Je dois dire que les premières pages m'ont réellement ennuyé. Comme cela m'est arrivé à quelques reprises, le train, ou l'avion m'a permis d'avoir un autre regard sur un livre, il peut même le sauver, car après avoir feuilleté tous les magazines offerts, je me suis dit,« il me reste encore 2h30 de trajet!» On offre alors une seconde chance au livre (c'est ce que j'avais fait avec la route de McCarthy où les 35 premières pages sont imbuvables). Et, là aussi, les chapitres suivants acquièrent un peu plus de mordants, sont moins lisses et parviennent à nous accrocher.

Ce qui est étonnant, c'est qu'au fur et à mesure de la lecture, on retourne à notre questionnement initial: où se place cet écrivain. En fait, cette question nous revient, car Carnevali se l'a pose sans cesse. Comme il le dit lui même, il est un écrivain romantique du XIXe siècle, et comme eux, il cherchera à faire de sa vie une oeuvre. Raison certainement pourquoi le premier Dieu est une autobiographie, et raison pour laquelle il semble vivre comme s'il était un personnage de roman.

En plus de cette autobiographie, on trouve plusieurs autres proses, presque toujours à la première personne. C'est d'ailleurs surtout dans cette deuxième partie que l'on remarque la voix singulière de Carnevali, ses thèmes de prédilection (maladie, pauvreté, meublé, NY et l'Italie…), son univers qui finalement est très beau. Je ne choisis pas «beau» par hasard, car il me semble qu'il s'agit de l'un des termes que Carnevali emploie le plus souvent. Il semble en faire une fixation. À chaque fois qu'il rencontre une nouvelle personne, homme ou femme, il nous expose son jugement. «Ah! ce qu'il est beau, même si son visage est très laid!» pourrait-on voir comme son leitmotiv. Il cherche constamment à trouver le beau dans toutes choses, toutes personnes, toutes situations aussi laides soient-elles. On peut même se demander si plus une chose est laide et plus il la trouve belle.

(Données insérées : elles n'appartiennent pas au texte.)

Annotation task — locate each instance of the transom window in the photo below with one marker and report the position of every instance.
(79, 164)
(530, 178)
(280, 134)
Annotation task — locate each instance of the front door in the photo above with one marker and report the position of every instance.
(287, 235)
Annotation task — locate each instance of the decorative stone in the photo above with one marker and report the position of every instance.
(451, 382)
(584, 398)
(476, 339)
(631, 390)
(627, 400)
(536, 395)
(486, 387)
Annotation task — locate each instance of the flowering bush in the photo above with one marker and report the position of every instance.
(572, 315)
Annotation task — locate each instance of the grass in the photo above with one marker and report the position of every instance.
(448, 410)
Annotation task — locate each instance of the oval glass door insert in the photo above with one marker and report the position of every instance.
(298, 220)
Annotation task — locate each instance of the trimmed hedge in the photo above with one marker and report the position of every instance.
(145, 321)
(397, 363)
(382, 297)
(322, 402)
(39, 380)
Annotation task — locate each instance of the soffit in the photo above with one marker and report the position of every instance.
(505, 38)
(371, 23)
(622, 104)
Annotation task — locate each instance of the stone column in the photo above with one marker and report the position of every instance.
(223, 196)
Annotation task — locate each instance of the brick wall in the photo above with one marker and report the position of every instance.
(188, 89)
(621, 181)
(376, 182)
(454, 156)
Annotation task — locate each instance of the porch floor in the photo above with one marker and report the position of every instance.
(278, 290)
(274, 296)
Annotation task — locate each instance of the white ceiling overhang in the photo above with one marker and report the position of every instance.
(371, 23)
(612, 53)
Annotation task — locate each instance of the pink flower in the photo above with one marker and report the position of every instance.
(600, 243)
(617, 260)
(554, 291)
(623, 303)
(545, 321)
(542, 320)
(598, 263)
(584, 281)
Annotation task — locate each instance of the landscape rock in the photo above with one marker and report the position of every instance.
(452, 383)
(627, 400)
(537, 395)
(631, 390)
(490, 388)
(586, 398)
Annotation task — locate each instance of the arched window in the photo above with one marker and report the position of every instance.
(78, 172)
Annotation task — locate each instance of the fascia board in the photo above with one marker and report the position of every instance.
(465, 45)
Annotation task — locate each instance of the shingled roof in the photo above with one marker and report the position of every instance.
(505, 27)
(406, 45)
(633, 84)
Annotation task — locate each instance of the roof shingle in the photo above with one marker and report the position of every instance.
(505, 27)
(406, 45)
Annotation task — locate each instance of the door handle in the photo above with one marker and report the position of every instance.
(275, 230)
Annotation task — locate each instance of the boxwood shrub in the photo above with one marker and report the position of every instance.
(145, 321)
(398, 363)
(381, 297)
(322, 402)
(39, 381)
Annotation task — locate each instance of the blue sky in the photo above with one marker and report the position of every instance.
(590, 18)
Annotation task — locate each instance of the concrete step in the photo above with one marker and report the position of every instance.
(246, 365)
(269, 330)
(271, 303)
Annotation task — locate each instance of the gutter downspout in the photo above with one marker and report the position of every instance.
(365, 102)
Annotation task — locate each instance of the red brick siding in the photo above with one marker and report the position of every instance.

On comprend à la lumière de ce texte et autres proses que cette recherche, cette fixation sur la beauté, en fin de compte, il ne cherche qu'à se l'appliquer à lui-même. Il aimerait bien que dans sa laideur, on y voit la beauté, une beauté grandiose, divine. C'est dans ce sens que ce livre, et le bonhomme, sont attachants, dans cette tentative ininterrompue de séduction du lecteur. Il se plaint sans cesse de sa misère, avec le sourire, dans une posture héroïque, tout en nous disant, je ne me plains pas, la vie est belle, je suis en fin de compte heureux. C'est bien dans ce tiraillement interne que Carnevali intéresse son lecteur et qui le rend aussi fascinant.